Me: I've been thinking about having the Essure procedure done. I'm not really thrilled about the idea of an IUD. It's not like I'm currently sexually active but, it's something I've been thinking of.
Mom: What's Essure?
Me: *Explain the Essure procedure*
Mom: Oh, honey, you're too young for that.
Me: Why? It's not like I'm going to have kids.
Mom: I know you don't want kids but what if you get married?
Me: We'll have cats and we'll be very happy.
Mom: You mean to tell me if you find the perfect guy, you're not going to have children with him?
Me: Yep. Because, if he's the perfect guy for me, he doesn't want kids.
Mom: You're still too young. You should wait until you're 40 before you think of something like that. You may change your mind.
Me: Ok, Mom. We've reached that point where we have to agree to disagree...
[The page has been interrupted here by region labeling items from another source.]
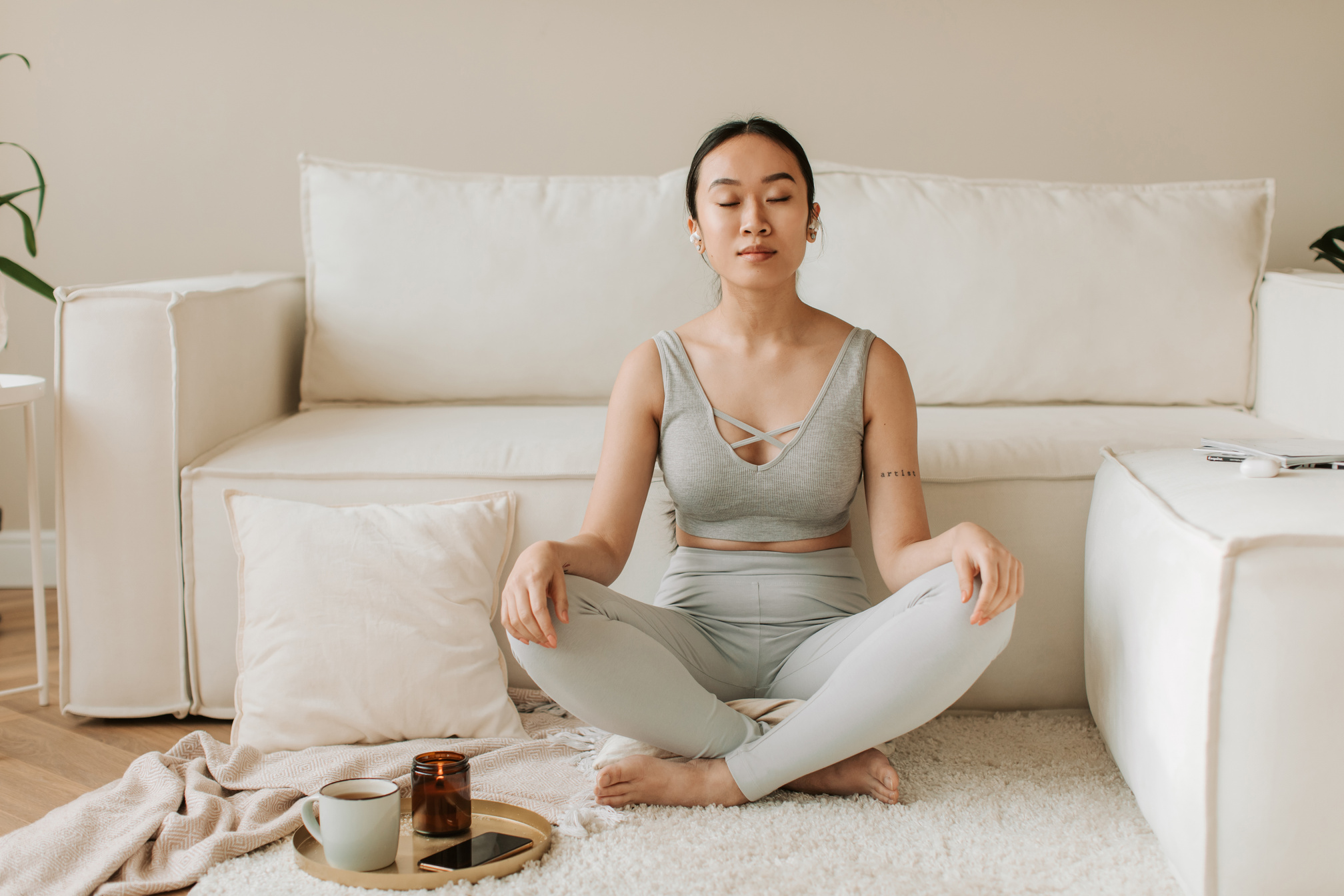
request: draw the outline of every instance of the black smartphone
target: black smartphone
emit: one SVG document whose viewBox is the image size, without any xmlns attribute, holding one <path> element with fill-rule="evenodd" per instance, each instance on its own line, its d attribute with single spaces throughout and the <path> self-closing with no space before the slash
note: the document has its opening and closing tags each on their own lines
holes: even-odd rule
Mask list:
<svg viewBox="0 0 1344 896">
<path fill-rule="evenodd" d="M 531 845 L 532 841 L 527 837 L 515 837 L 513 834 L 501 834 L 492 830 L 487 834 L 477 834 L 470 840 L 464 840 L 460 844 L 453 844 L 433 856 L 426 856 L 421 860 L 419 866 L 421 870 L 462 870 L 464 868 L 476 868 L 485 862 L 516 856 Z"/>
</svg>

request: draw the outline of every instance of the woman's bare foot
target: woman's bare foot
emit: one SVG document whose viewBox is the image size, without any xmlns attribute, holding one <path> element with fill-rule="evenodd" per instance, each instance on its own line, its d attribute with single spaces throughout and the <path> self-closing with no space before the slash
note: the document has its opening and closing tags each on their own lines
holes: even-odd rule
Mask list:
<svg viewBox="0 0 1344 896">
<path fill-rule="evenodd" d="M 832 794 L 835 797 L 849 797 L 852 794 L 867 794 L 884 803 L 896 802 L 896 787 L 900 776 L 891 767 L 887 758 L 878 750 L 864 750 L 863 752 L 841 759 L 833 766 L 818 768 L 812 774 L 790 780 L 785 790 L 797 790 L 805 794 Z"/>
<path fill-rule="evenodd" d="M 597 772 L 593 794 L 603 806 L 741 806 L 747 801 L 722 759 L 630 756 Z"/>
</svg>

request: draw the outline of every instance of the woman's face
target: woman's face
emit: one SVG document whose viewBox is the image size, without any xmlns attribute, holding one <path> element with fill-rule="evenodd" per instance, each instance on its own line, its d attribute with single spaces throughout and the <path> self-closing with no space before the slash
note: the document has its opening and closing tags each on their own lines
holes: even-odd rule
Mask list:
<svg viewBox="0 0 1344 896">
<path fill-rule="evenodd" d="M 808 184 L 793 153 L 759 134 L 724 142 L 700 161 L 695 206 L 698 246 L 727 283 L 771 289 L 792 281 L 814 235 L 808 223 Z"/>
</svg>

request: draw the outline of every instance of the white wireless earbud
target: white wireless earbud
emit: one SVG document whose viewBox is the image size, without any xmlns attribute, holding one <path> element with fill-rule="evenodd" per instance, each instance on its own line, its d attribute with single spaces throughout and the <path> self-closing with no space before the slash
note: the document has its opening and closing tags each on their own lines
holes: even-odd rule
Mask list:
<svg viewBox="0 0 1344 896">
<path fill-rule="evenodd" d="M 1278 476 L 1279 463 L 1271 457 L 1249 457 L 1242 461 L 1242 476 L 1251 480 L 1269 480 Z"/>
</svg>

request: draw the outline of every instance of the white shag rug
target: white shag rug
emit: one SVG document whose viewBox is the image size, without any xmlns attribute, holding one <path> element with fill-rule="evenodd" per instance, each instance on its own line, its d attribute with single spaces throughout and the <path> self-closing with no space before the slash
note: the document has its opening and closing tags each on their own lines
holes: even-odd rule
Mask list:
<svg viewBox="0 0 1344 896">
<path fill-rule="evenodd" d="M 1085 712 L 945 715 L 884 751 L 900 772 L 896 806 L 784 791 L 734 809 L 637 806 L 601 833 L 556 834 L 509 877 L 411 892 L 1180 896 Z M 216 865 L 192 891 L 371 892 L 308 876 L 289 838 Z"/>
</svg>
I do not actively dislike children as a rule. There are some I can't deal with. There are some I like to play with for short periods of time. In general, kids are alright as long as they don't have mental problems and are brought up well. I know I'm not great with kids even though most of them seem to really like me. I know that I have issues with children. I am careful to talk to my friends who have children that, mostly, the problem is me. I have very particular ideas of how children should act and such. So, if I decline an invitation because of the kids, I will be honest about it but this not to say that they are bad parents. Just that I can't deal with kids at that time. If I had my own, there's no way I could get away from it and I can't imagine. It would just be hell for me, I think.